Les projections au mur, conçues par l’artiste Nadim Souaid, alias As.Wed, sont un montage kaléidoscopique de films anciens et contemporains du Moyen-Orient qu'il a trouvés dans des archives. J’ai voulu rendre hommage à cette culture
, explique-t-il.

La diversité des personnes qui viennent faire la fête reflète ce mélange éclectique.
Meghan van Aardt, qui, de son propre aveu, n’a pas de racines dans cette région du monde, était intriguée. Mes amies libanaises m’ont exposée à beaucoup de musique arabe, et j’aime beaucoup le house, donc, quand on m’a dit qu’il y avait une soirée de musique arabe-house, je me suis dit que ça devait être incroyable
, explique-t-elle.
Christian Konjian constate le même intérêt autour de lui. Mon amie québécoise m’a dit : "Vous autres, les Arabes, vous savez comment faire le party.” C’est agréable de partager ce côté de notre culture, plus associé au plaisir, et qu’on ne soit pas juste associés à la guerre
, dit-il.

L’inclusivité est une valeur fondamentale pour les créateurs de Laylit, qui misent sur cette plateforme pour faire rayonner des artistes féminines et queers. Ils invitent souvent des drag queens pour performer durant la soirée. C’est un signal qu’on envoie au public
, affirme Philippe Manasseh, qui fait aussi partie de la communauté LGBTQ+.
Achraf El Abed, un danseur tunisien qui performe régulièrement sur scène avec Laylit, estime y avoir trouvé sa famille. Le jeune demandeur d’asile est au Canada depuis neuf mois, ayant fui son pays d’origine en raison de son art. Ses performances de danse traditionnelle tunisienne font usage d’un répertoire usuellement féminin, ce qui a choqué certaines personnes en Tunisie et a mis sa vie en danger là-bas.

Achraf El Abed n’est pas le seul à avoir l'impression de se retrouver parmi les siens à Laylit. De nombreuses personnes de la communauté LGBTQ+ disent se sentir accueillies et célébrées dans toutes leurs facettes durant ces nuits de danse.
C’est le cas d’Adel, qui a préféré ne pas dévoiler son nom de famille pour ce reportage pour conserver l’anonymat. Il dit adorer ces soirées parce qu’il y trouve le croisement entre plusieurs de ses identités. Je viens ici, car je suis arabe et gai, et je n’ai pas beaucoup d’espaces où être ces deux choses en même temps
, explique-t-il.

D’autres événements semblables à Laylit ont vu le jour un peu partout dans le monde ces dernières années. À Halifax et à Toronto, les soirées Tabtab connaissent un succès monstre.

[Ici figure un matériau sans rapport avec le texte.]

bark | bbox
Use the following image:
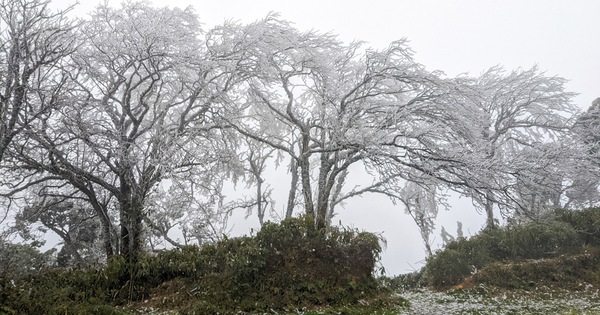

À New York, il y a les soirées Haza ou encore Yalla! qui sont en très forte demande. Et le phénomène poursuit son ascension.
Selon les cofondateurs de Laylit, qui ont quitté le Liban pour arriver au Canada au début des années 2000, l’événement du 11 septembre 2001 a transformé le regard que l’on porte sur le monde arabe. Selon eux, ce moment charnière a aussi affecté la perception que les membres de cette communauté ont envers eux-mêmes et elles-mêmes. On se faisait discrets, on n’était pas fiers, on essayait de se fondre dans la société
, se souvient Nadim Maghzal.
Mais à son avis, ce temps est révolu.